Eskridge averaged over 20 yards per catch each of the past three seasons. In a condensed 2020 season, he caught 34 passes for 784 yards and eight touchdowns. A broken collarbone brought his junior season to an abrupt end.
“It was definitely difficult,” he said. “At the same time, I could say that is the best growth of my life during my injury. It was tough on me the first couple of weeks. I couldn’t really do anything. I had to have surgery. Once I was back moving and had a goal to attain, I learned a lot about myself. I accepted that I was more than a football player. If it was the end that day and I couldn’t play football again, I would accept that and be able to be successful with football and that just made football a lot more fun for me. I put a lot on the line out there and it helped me grow really.”
After returning from injury, he was greeted with a once in a lifetime global pandemic.
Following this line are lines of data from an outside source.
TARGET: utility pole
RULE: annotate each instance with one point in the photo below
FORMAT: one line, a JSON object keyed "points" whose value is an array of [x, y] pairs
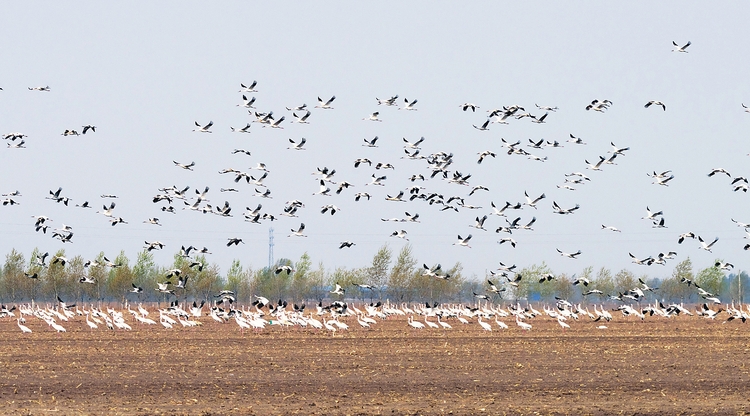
{"points": [[270, 248]]}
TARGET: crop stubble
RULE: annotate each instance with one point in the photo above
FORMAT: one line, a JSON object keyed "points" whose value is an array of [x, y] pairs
{"points": [[660, 366]]}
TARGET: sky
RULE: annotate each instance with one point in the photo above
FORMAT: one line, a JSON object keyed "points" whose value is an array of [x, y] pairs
{"points": [[144, 72]]}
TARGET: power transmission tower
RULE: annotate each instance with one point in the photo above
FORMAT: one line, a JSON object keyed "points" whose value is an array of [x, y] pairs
{"points": [[270, 248]]}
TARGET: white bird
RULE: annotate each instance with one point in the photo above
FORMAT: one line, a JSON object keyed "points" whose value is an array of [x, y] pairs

“Going into the quarantine, that was kind of crazy,” Eskridge said. “It was horrible timing coming off of that because I was ready to start the season and then they were shutting it down, bringing it back up and I just kept working. I knew the main goal. If I had to go into the draft that year without any film, I was willing to do that and I know that some team was going to get my best from me. It was just a lot of work and I am grateful for the whole process.”
During quarantine, he created memories with his friend and teammate — offensive tackle Jaylon Moore — that will not soon be forgotten.
“That’s my guy. He was my roommate for the last two or three years. He is a reflection of me,” Eskridge said of Moore, who also attended the Reese’s Senior Bowl. “We were the ones during quarantine making workouts out of nothing. We had a couple of weights and we were outside doing all kinds of stuff. He is just a reflection of me but in a bigger body.
“We had a curl board, medicine ball and stuff like that. I had Jaylon running like me. We were doing hills and stuff like that. I remember him not wanting to say anything to me because I wouldn’t let him get off the easy way. I took him through a lot of pain that year but it worked out for him.”